Twenty minutes later Jensen called again. “I'm at Kusane's. They never heard of Clippert, of course, never saw anybody of that description. But I'll tell you one thing, there's been cars in and out of their parking lot tonight.”

“Did you ask Carmine about Wienoshek?”

“My old buddy Carmine is kind of irritated with me,” Jensen said, “for waking him up on Christmas morning.”

“Did you lay it on him heavy?”

“Like a goddamn hammer,” Jensen said. “Nothing.”

“See if you can find out what kind of car he's got that could get around in this weather, then come on back.”

As soon as Mulheisen hung up, the phone rang. It was Mendoza.

“Not much traffic on Christmas Eve,” Mendoza said. “I checked as far back as 10
P.M.
That good enough?”

“Fine,” Mulheisen said. “What have you got?”

“Let's see here.” Mulheisen could hear paper rattling, then Mendoza said, “They got a Twin Beech out of Miami International at ten-eighteen Eastern, for Atlanta—”

“No,” Mulheisen interrupted, “just give me the destinations, for now. Anything into the Midwest.”

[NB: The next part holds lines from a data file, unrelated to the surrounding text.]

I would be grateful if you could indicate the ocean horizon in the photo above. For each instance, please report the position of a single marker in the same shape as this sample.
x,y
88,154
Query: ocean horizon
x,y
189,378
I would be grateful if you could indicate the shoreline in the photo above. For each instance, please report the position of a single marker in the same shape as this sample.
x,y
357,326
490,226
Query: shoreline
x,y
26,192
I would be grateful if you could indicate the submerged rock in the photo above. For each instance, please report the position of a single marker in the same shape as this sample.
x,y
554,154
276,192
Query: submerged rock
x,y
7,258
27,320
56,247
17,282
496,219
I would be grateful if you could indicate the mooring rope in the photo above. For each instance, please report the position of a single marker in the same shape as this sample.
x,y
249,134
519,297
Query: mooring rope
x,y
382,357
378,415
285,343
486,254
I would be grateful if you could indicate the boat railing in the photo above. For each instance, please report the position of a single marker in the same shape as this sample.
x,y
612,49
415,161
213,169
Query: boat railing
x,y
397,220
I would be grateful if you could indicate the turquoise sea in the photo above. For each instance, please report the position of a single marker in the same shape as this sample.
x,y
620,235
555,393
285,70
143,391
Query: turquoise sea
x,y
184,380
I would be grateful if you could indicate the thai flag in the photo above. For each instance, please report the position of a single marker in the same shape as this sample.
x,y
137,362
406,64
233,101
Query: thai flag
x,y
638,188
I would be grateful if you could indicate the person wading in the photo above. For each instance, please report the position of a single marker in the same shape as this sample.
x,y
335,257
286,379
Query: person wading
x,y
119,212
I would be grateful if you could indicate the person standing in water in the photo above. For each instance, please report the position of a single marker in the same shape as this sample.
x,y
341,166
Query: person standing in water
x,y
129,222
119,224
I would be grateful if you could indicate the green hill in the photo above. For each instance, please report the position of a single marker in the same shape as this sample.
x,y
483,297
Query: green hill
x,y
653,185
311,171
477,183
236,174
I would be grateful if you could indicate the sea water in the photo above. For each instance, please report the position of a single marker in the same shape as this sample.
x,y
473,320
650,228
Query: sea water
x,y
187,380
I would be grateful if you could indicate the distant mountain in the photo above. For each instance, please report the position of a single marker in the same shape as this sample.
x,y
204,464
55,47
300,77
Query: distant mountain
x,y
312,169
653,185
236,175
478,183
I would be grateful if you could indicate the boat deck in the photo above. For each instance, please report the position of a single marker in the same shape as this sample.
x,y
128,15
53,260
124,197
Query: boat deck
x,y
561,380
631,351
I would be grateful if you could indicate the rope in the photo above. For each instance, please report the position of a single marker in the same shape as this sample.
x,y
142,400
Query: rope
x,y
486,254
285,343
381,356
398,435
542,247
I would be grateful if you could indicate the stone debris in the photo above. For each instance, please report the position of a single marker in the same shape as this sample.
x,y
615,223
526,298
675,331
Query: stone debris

“There's not much,” Mendoza said. “The guy at Flight Service said, most of these are small aircraft that don't have the instruments to fly into bad weather areas. The farthest north we have is a flight to Chicago.”

“What's that?”

“A Convair 240 off at 0131 Eastern, for O'Hare International. A company plane, belongs to Northwest Properties. Sounds like one of those real-estate operations, where they fly prospective customers down for a day or two.”

“That doesn't sound like Wienoshek,” Mulheisen said. “What else?”

“Okay, here's one to Nashville.”

“Nashville? What's that one?” Mulheisen asked.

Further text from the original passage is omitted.